Лене не спалось. Воспаленными глазами она смотрела на неподвижную штору, прислушиваясь к шорохам в коридоре.
Наверное, вожатые прошли по всем палатам и обнаружили, что Глебова нет. Теперь его ищут.
Лене стало жалко неказистого Ваську. Пострадает ни за что, еще и смеяться над ним будут. А вдруг его статуя поймала? Превратит в горниста – и все. Подругу себе сделала, сейчас за горниста примется.

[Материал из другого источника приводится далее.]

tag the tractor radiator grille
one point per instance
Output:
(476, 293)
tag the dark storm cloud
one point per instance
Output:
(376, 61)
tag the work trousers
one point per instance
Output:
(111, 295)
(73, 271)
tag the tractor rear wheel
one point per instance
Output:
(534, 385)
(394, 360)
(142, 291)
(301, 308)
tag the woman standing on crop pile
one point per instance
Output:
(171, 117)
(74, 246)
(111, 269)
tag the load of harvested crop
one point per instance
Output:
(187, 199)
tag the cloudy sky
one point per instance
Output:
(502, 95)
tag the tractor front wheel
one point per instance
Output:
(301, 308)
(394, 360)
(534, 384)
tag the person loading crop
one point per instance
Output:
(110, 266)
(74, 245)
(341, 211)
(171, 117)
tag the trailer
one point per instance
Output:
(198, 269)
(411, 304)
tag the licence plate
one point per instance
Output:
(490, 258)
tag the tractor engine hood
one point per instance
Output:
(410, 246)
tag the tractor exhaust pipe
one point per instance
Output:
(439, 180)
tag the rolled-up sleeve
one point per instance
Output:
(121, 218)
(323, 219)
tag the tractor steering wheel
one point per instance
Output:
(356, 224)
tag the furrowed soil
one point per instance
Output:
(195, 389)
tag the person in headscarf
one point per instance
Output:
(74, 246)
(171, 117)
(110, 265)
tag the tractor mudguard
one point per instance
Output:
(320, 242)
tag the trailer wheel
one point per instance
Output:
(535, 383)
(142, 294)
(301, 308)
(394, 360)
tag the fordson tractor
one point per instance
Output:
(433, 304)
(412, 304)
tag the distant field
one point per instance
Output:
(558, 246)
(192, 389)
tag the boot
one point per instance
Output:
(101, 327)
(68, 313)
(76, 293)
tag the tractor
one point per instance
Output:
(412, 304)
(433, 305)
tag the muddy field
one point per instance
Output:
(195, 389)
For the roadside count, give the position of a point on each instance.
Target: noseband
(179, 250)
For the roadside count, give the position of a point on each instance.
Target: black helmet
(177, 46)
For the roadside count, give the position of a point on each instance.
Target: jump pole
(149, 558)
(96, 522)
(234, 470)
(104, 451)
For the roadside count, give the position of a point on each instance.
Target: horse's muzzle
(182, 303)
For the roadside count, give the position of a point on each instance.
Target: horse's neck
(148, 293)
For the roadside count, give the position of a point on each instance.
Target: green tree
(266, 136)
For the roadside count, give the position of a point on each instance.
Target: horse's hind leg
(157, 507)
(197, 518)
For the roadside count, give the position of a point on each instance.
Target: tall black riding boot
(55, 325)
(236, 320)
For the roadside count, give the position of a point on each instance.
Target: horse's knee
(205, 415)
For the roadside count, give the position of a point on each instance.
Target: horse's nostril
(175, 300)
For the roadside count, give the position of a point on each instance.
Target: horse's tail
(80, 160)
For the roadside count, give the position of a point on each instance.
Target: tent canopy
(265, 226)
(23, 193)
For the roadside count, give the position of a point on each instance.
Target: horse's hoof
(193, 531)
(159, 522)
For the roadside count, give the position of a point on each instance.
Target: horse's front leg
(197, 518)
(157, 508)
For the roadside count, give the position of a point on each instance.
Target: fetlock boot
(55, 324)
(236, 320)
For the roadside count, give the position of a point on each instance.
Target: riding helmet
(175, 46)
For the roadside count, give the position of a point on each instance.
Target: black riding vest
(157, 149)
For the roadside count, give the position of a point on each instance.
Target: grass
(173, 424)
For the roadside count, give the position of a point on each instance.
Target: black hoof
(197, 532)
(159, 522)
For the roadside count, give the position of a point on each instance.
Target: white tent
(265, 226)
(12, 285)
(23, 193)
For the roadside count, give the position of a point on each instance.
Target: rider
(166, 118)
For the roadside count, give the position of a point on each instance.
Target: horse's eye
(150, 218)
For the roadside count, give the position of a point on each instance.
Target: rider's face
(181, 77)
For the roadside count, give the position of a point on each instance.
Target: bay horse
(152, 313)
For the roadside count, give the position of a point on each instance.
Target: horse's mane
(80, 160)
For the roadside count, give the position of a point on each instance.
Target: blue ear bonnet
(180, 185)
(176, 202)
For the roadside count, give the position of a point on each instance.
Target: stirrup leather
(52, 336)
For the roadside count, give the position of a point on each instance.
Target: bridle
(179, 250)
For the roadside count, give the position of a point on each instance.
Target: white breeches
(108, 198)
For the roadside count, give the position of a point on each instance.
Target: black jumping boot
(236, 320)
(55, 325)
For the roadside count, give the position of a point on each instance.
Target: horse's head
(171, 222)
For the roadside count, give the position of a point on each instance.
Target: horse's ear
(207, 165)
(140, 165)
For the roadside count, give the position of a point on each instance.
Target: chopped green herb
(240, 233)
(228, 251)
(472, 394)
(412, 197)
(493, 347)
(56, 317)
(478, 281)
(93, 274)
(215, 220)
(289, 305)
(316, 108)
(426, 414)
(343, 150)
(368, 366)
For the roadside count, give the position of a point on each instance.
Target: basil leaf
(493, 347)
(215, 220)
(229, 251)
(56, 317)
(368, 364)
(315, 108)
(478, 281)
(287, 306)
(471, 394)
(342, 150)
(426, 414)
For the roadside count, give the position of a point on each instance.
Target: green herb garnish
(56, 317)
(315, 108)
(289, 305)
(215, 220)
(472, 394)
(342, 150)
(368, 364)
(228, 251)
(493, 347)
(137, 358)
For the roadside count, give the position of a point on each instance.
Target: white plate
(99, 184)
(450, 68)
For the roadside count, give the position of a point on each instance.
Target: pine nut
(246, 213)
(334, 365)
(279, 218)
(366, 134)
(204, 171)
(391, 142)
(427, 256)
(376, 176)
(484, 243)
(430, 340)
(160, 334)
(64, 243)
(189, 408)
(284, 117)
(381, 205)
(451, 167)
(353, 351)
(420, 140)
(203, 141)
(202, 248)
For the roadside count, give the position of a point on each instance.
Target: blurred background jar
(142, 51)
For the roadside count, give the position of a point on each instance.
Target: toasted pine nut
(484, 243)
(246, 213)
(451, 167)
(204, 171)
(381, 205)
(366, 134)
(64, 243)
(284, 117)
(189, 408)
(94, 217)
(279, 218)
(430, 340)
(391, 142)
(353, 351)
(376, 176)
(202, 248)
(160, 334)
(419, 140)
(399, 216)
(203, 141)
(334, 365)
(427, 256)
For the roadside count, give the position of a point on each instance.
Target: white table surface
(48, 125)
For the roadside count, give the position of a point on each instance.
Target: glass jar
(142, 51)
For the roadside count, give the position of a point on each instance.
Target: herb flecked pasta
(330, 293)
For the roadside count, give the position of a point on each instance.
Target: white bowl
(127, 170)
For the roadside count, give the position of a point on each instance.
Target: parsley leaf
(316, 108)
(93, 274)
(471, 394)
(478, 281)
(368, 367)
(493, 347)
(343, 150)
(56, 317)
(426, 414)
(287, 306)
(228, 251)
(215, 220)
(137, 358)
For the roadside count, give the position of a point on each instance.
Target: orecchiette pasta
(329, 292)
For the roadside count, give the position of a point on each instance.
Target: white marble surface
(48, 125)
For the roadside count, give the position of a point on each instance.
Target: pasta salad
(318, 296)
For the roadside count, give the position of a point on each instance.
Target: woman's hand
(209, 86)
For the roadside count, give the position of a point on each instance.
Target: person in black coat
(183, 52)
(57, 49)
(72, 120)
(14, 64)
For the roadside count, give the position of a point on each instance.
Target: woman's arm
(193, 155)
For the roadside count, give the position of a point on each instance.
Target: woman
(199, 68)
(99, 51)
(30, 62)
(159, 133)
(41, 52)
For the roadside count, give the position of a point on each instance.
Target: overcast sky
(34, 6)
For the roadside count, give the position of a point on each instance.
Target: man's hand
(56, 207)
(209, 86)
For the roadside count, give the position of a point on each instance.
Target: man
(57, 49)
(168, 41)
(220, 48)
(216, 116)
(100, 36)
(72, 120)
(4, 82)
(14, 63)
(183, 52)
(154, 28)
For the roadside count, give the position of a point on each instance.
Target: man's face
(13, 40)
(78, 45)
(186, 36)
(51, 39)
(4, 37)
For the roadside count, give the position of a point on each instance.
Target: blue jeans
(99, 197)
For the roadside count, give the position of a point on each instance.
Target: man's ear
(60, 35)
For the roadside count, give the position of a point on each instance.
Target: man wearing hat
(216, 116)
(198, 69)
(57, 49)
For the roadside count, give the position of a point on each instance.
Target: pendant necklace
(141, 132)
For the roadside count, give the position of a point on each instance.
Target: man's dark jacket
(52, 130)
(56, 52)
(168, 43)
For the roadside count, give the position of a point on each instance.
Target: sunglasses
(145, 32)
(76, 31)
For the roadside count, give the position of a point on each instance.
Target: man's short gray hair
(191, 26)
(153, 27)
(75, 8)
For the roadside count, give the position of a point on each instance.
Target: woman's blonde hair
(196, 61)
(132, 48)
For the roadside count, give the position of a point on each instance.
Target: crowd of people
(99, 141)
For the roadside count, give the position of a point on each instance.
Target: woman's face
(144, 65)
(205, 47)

«Узнать бы, вернулся Глебов или нет, – думала Лена, ворочаясь с боку на бок. – Или лучше окно приоткрыть, вдруг вожатые дверь заперли, он войти не может».
Лена замерла, напряженно прислушиваясь. Палата спала.
«Как быстро уснули… Странно».
Она поднялась, осторожно заглянула за штору. Фонарь так и не загорелся. Прямо в окне, прилипнув лицом к стеклу, стояла статуя. Белые руки она положила на подоконник. Сквозь мел лица стали проступать знакомые черты: невысокий лоб, густая челка, прикрывающая глаза, потрескавшиеся губы, короткий вздернутый нос.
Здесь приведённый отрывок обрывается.